“Ivy,” I call as I climb out of the side by side. My tone is borderline angry. Which I am. Not with her. With the circumstances.
She glances over her shoulder. “Wanna swim with me?”
No. I need to stay as far away as humanly possible.
“No.” I scrub a hand over my face as she wades out into the water.
“Fine. Then go home.” Step by step she walks into the water, and as if my own damn limbs can’t follow my brain’s response, I feel my fingers flip open the button of my jeans.
Once I’m down to my boxers, I’m following her out into the water like a damn magnet.
She dips her head back, wetting her golden strands before she spins to face me.
Her eyes are glassy, and red rimmed. She’s been crying. I grit my teeth, refraining from wrapping her in my arms and demanding to know who made her cry. Like I don’t already know.
“What happened?” I ask, my slow movements causing the water to slosh up against my navel.
“It’s over,” she breathes out.
“Over?”
She opens her eyes, a tear falling. “Brady. I…” she runs her hands over the ripples in the water. “I spotted his truck in the parking lot at the rodeo grounds. He told me he had to work for Claude this evening. I just had a feeling, you know?”
Fuck.
“My feeling was correct.” She lets out a humorless laugh. “He was balls deep inside some brunet in the back seat.”
My chest burns. My hands itching to touch her. My words threatening to spill out that I’d never put her through that. I’d never hurt her like he has.
“I’m sorry, darlin” I tell her. “I’m sorry he hurt you.”
She shakes her head with tears steadily falling. “That’s the thing, Maddox.”
My hands twitch.God, why do I love when she says my name?
“I’m not hurt.” She peers up at the sky before meeting my eyes. “I’m relieved.”
I take a step closer. Damn these feet.
“I’m relieved that I don’t have to be the one to break his heart. I don’t have to tell him the truth.”
“And what’s the truth?” I’m standing right in front of her now. One more lazy slide of my feet against this thick mud and my chest would brush hers.
“That I don’t love him that way,” she whispers. “Not the way that I….” She trails off and paddles back.
The way she what? My chest tightens as her hands come to her temples.
“I don’t feel good.” She stumbles and my arms shoot out to steady her. Another stumble has her falling into my chest.
“How much did you drink?” I ask, wrapping my arm around her waist.
Her answer slices right through me. “Enough to make the guilt go away.”
I haul her to me, then cradle her against my bare skin, before I’m carrying her to the ATV.

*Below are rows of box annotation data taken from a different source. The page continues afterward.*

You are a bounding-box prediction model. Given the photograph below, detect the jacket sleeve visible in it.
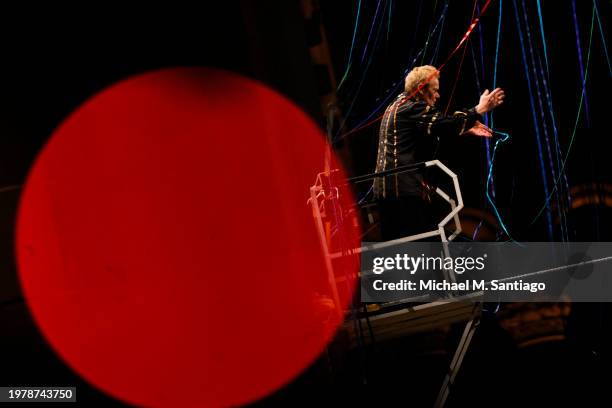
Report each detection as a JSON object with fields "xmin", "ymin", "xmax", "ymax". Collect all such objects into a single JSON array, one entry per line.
[{"xmin": 414, "ymin": 106, "xmax": 481, "ymax": 137}]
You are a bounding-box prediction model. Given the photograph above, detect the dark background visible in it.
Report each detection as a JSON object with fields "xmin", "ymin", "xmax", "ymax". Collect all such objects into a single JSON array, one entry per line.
[{"xmin": 0, "ymin": 0, "xmax": 612, "ymax": 406}]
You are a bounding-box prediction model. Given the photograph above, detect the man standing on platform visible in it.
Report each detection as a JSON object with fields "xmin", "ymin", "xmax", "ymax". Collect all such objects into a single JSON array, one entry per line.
[{"xmin": 374, "ymin": 65, "xmax": 504, "ymax": 241}]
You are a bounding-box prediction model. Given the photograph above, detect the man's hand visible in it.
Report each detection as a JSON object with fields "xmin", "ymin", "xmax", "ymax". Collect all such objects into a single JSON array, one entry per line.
[
  {"xmin": 462, "ymin": 121, "xmax": 493, "ymax": 137},
  {"xmin": 476, "ymin": 88, "xmax": 505, "ymax": 115}
]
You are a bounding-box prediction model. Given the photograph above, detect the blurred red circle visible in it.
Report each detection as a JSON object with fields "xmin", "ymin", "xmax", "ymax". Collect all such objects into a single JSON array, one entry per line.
[{"xmin": 16, "ymin": 68, "xmax": 358, "ymax": 406}]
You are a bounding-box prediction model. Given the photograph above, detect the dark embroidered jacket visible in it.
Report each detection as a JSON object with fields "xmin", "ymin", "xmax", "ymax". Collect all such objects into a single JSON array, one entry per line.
[{"xmin": 374, "ymin": 93, "xmax": 480, "ymax": 199}]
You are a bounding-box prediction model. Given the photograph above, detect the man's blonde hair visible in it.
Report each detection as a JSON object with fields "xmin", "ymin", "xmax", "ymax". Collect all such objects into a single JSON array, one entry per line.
[{"xmin": 404, "ymin": 65, "xmax": 440, "ymax": 95}]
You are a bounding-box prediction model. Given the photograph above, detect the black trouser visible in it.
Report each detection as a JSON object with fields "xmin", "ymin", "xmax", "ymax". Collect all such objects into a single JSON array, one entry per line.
[{"xmin": 379, "ymin": 196, "xmax": 436, "ymax": 241}]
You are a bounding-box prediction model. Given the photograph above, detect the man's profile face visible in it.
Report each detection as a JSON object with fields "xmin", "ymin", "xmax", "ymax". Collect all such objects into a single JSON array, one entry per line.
[{"xmin": 421, "ymin": 78, "xmax": 440, "ymax": 106}]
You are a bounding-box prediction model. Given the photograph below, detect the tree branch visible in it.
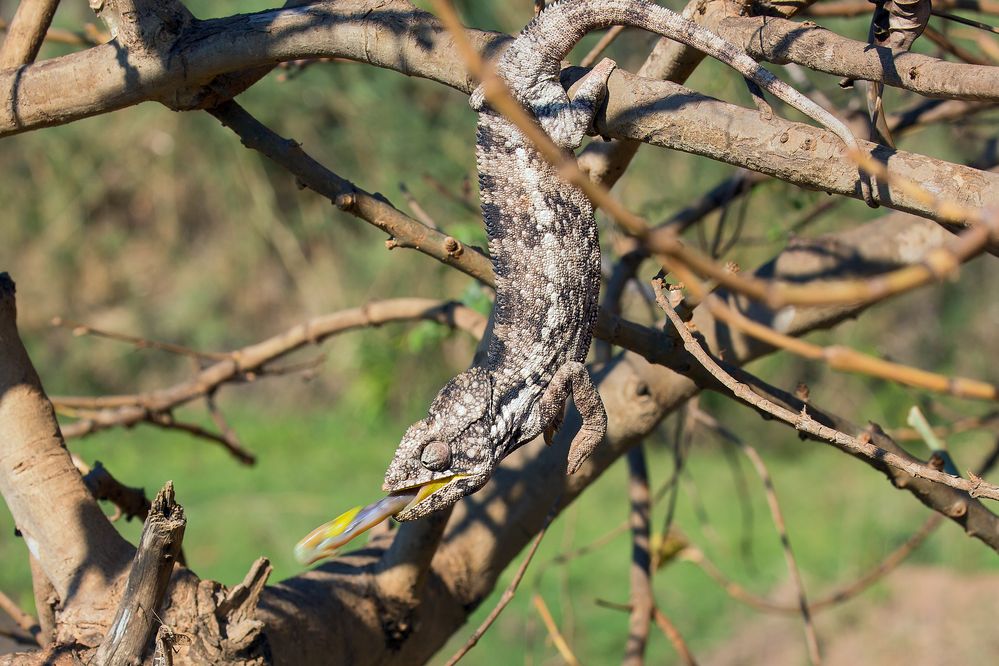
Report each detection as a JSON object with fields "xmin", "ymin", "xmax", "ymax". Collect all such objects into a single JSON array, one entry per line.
[
  {"xmin": 95, "ymin": 481, "xmax": 187, "ymax": 666},
  {"xmin": 0, "ymin": 0, "xmax": 59, "ymax": 70},
  {"xmin": 0, "ymin": 273, "xmax": 132, "ymax": 603}
]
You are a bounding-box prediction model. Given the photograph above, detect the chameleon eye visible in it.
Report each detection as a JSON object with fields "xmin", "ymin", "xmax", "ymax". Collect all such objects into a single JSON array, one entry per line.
[{"xmin": 420, "ymin": 440, "xmax": 451, "ymax": 472}]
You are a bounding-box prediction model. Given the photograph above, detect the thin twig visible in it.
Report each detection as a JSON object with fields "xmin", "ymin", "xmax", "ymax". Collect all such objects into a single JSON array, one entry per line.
[
  {"xmin": 445, "ymin": 495, "xmax": 562, "ymax": 666},
  {"xmin": 433, "ymin": 0, "xmax": 999, "ymax": 307},
  {"xmin": 657, "ymin": 278, "xmax": 999, "ymax": 500},
  {"xmin": 0, "ymin": 0, "xmax": 59, "ymax": 69},
  {"xmin": 531, "ymin": 594, "xmax": 579, "ymax": 666},
  {"xmin": 652, "ymin": 606, "xmax": 697, "ymax": 666},
  {"xmin": 579, "ymin": 25, "xmax": 624, "ymax": 67},
  {"xmin": 684, "ymin": 288, "xmax": 999, "ymax": 401},
  {"xmin": 622, "ymin": 444, "xmax": 655, "ymax": 666},
  {"xmin": 52, "ymin": 317, "xmax": 231, "ymax": 361}
]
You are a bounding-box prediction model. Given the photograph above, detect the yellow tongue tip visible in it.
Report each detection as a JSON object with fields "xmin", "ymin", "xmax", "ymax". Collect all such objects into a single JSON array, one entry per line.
[{"xmin": 295, "ymin": 474, "xmax": 468, "ymax": 565}]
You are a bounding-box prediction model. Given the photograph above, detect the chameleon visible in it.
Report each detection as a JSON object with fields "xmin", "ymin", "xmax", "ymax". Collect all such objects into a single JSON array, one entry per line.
[{"xmin": 296, "ymin": 0, "xmax": 857, "ymax": 562}]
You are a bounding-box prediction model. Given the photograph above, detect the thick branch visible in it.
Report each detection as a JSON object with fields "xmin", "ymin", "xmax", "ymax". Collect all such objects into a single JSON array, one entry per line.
[
  {"xmin": 592, "ymin": 68, "xmax": 999, "ymax": 230},
  {"xmin": 718, "ymin": 16, "xmax": 999, "ymax": 100},
  {"xmin": 0, "ymin": 0, "xmax": 999, "ymax": 132},
  {"xmin": 261, "ymin": 210, "xmax": 999, "ymax": 664},
  {"xmin": 95, "ymin": 481, "xmax": 187, "ymax": 666},
  {"xmin": 0, "ymin": 273, "xmax": 132, "ymax": 602}
]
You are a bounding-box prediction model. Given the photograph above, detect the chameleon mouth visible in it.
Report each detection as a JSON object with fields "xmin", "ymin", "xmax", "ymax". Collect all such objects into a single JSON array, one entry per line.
[{"xmin": 295, "ymin": 474, "xmax": 468, "ymax": 564}]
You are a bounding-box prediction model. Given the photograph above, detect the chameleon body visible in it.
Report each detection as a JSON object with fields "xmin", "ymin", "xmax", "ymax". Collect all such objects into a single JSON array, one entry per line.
[{"xmin": 384, "ymin": 0, "xmax": 856, "ymax": 520}]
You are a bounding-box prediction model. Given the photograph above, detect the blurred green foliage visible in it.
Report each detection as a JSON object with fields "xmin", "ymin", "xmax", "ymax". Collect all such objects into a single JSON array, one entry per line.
[{"xmin": 0, "ymin": 0, "xmax": 999, "ymax": 664}]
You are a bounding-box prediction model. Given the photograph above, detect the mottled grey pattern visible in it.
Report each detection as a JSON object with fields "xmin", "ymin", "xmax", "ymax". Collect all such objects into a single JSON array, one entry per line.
[{"xmin": 384, "ymin": 0, "xmax": 855, "ymax": 520}]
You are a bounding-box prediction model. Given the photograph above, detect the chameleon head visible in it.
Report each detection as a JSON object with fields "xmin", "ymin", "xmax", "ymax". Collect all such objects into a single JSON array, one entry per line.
[{"xmin": 382, "ymin": 367, "xmax": 496, "ymax": 520}]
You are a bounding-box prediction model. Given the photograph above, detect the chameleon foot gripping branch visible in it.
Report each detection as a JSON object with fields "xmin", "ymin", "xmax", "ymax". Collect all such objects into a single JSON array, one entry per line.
[{"xmin": 296, "ymin": 0, "xmax": 857, "ymax": 562}]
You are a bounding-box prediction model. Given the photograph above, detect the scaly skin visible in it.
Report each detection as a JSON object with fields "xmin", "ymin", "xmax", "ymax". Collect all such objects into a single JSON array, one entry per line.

When she passes out against my shoulder on the way back to the cabin, I carry her inside. A better man would put her on the couch. Cover her with a blanket and climb in his own bed. But I never said I was a better man. So, I place her in the spot next to where I sleep then lay down next to her. I stare up at the ceiling with my hands secured behind my head, listening to her soft breaths. Then I do something I’ve never done before. I roll over, tugging her close so my heartbeat rests against her spine. Then I whisper my confessions. Even though she won’t hear a single word.
I won’t let anyone ever hurt you again.